Let me get a few things clear first, Neddy. In your entries about me, you seem rather overly concerned with my romantic (or maybe just my sexual) life, which strikes me as a particularly “male” point of view on your part. I must remind you that the reason I came along on this expedition in the first place was for the rare opportunity to do ethnographic fieldwork, access to which women in my profession have traditionally been denied. We (women, that is) have been largely relegated to doing our research in the libraries and universities, interpreting the fieldwork of our allegedly stronger, heartier, more adventurous male colleagues. Having grown up in the field, albeit very much in the shadow of my father (in more ways than one), when I decided to enter the profession myself, I had no intention of doing so as a glorified secretary serving the men. And so now I’m right where I dreamed of being—as deep in the field as one can get—among the lost Apaches themselves. Any anthropologist in America, male or female, would surely view this as an unparalleled professional opportunity.
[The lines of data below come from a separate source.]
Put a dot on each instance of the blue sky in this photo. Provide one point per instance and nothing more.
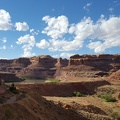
(59, 28)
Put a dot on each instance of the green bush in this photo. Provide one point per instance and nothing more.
(107, 98)
(77, 94)
(115, 115)
(13, 89)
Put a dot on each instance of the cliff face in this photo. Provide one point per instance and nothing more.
(103, 62)
(45, 66)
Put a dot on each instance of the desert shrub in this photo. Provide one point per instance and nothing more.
(115, 115)
(13, 89)
(53, 80)
(77, 94)
(107, 98)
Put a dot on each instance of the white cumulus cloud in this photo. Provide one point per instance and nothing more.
(5, 20)
(28, 43)
(43, 44)
(66, 55)
(21, 26)
(56, 26)
(104, 34)
(108, 32)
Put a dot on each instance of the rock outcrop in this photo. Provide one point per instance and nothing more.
(45, 66)
(9, 77)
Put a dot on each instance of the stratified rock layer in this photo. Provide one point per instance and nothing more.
(45, 66)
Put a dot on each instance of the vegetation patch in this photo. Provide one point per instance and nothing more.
(30, 78)
(52, 80)
(115, 115)
(107, 95)
(78, 94)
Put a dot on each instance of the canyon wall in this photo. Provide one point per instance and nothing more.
(45, 66)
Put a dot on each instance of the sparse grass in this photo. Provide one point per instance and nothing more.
(30, 78)
(115, 115)
(78, 94)
(53, 80)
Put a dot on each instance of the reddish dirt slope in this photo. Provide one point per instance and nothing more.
(115, 76)
(64, 89)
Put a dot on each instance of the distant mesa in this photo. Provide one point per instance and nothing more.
(45, 66)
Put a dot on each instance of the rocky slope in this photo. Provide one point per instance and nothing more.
(45, 66)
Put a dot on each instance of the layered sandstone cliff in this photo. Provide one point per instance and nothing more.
(45, 66)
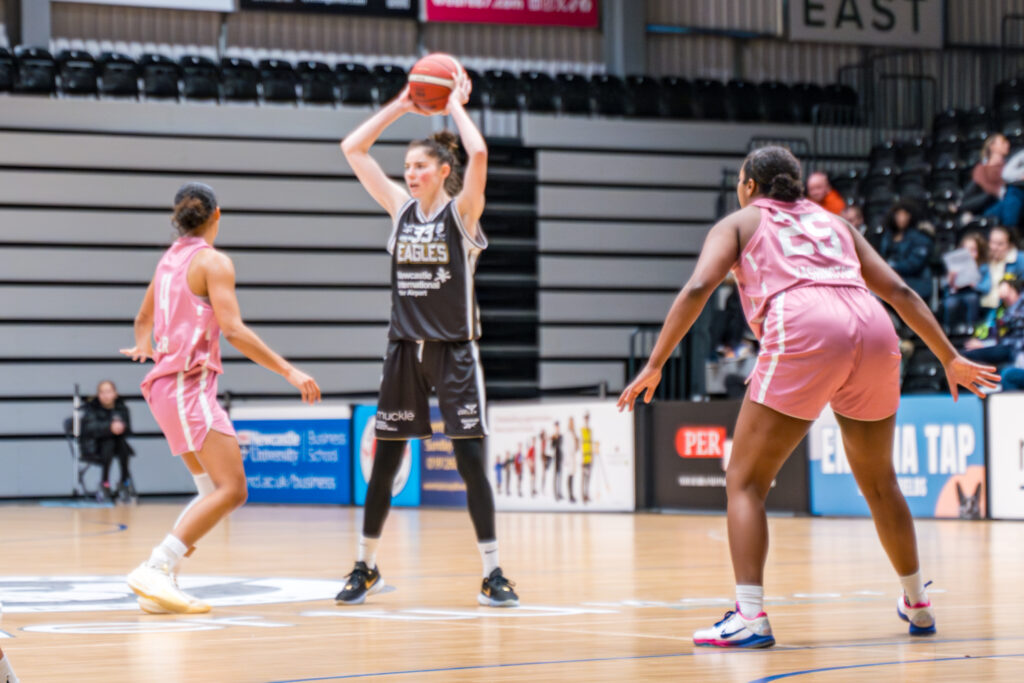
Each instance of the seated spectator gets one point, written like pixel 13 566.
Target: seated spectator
pixel 105 424
pixel 1000 340
pixel 986 185
pixel 906 246
pixel 1004 257
pixel 962 306
pixel 821 193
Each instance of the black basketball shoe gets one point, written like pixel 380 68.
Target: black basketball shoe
pixel 360 583
pixel 497 591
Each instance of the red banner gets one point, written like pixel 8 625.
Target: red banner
pixel 578 13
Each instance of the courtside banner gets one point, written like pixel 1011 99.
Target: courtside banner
pixel 576 13
pixel 441 484
pixel 691 443
pixel 296 454
pixel 938 454
pixel 394 8
pixel 406 489
pixel 572 457
pixel 1006 455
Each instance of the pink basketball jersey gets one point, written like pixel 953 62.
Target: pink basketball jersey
pixel 185 331
pixel 796 245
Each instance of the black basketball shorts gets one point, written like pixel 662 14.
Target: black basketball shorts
pixel 411 370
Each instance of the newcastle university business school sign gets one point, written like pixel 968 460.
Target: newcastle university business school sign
pixel 892 23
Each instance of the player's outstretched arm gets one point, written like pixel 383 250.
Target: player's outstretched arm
pixel 720 251
pixel 143 330
pixel 885 282
pixel 219 274
pixel 355 146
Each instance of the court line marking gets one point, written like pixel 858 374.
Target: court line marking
pixel 962 657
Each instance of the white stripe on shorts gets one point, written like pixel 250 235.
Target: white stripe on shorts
pixel 182 416
pixel 779 304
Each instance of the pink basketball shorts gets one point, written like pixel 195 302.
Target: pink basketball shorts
pixel 185 408
pixel 827 344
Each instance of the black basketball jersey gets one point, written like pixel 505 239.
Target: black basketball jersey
pixel 432 265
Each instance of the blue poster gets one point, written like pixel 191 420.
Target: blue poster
pixel 441 483
pixel 938 455
pixel 296 454
pixel 406 491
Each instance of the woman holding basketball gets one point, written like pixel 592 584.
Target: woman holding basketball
pixel 434 246
pixel 806 280
pixel 189 301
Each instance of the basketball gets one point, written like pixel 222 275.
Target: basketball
pixel 431 80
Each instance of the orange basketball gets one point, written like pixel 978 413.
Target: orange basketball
pixel 431 80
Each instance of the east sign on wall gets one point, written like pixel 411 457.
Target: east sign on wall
pixel 893 23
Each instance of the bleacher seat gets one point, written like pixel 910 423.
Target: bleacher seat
pixel 200 78
pixel 389 79
pixel 501 90
pixel 355 83
pixel 645 96
pixel 160 76
pixel 37 71
pixel 539 91
pixel 8 71
pixel 240 80
pixel 118 75
pixel 609 94
pixel 78 73
pixel 278 81
pixel 677 97
pixel 573 93
pixel 316 83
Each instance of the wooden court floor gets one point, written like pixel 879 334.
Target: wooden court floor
pixel 604 598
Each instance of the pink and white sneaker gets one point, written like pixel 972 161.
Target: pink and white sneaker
pixel 921 616
pixel 736 631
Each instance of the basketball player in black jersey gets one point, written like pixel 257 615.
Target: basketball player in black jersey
pixel 435 323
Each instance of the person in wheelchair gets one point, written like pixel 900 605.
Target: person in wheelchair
pixel 105 425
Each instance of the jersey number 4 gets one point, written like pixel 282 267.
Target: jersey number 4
pixel 816 229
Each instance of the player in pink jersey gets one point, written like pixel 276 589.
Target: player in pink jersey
pixel 187 305
pixel 805 279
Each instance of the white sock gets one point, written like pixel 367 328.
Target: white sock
pixel 751 600
pixel 7 674
pixel 169 552
pixel 914 589
pixel 204 484
pixel 488 553
pixel 368 551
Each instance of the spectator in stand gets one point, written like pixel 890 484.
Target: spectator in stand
pixel 986 185
pixel 1000 340
pixel 821 193
pixel 906 246
pixel 962 306
pixel 105 424
pixel 1004 257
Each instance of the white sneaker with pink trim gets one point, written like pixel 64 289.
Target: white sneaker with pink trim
pixel 736 631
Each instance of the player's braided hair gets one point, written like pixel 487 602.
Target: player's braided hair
pixel 776 171
pixel 443 145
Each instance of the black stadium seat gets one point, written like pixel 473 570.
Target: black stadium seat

And yet, speaking of conceit, I have to admit that under the circumstances of the past forty-eight hours, it’s hard to look at my present situation as a good career move. At the same time, it seems both ironic, and a bit unfair, that whereas a male anthropologist would surely be praised for getting “close” to his subject in the best Malinowskian tradition of direct observation, I’m sure that as a woman, I shall be accused of having compromised my professional objectivity . . . and possibly much worse. Although I’m not at all convinced that American anthropology has adequately addressed the question of where one draws the line in ethnographic fieldwork between being an observer and a participant, one thing for certain is that becoming the slave woman of an infamous Apache warrior is sure to be considered a quantum leap over the line.
In any case, little brother, you are clearly not much interested in anthropological methodology, so I will try to confine my comments here to telling my side of the story that you have begun, the part that you are missing right now, and a bit of the history that you cannot know. I suppose that the very least of our worries at this moment is whether or not these notebooks will survive, when the much larger question is whether or not any of us will survive. Still there is something rather comforting about writing in these pages, isn’t there? They give the notebook keeper a certain illusion of immortality, in the same way that terminally ill people like to make plans for the future in the misguided belief that they can’t possibly die if they have a train reservation.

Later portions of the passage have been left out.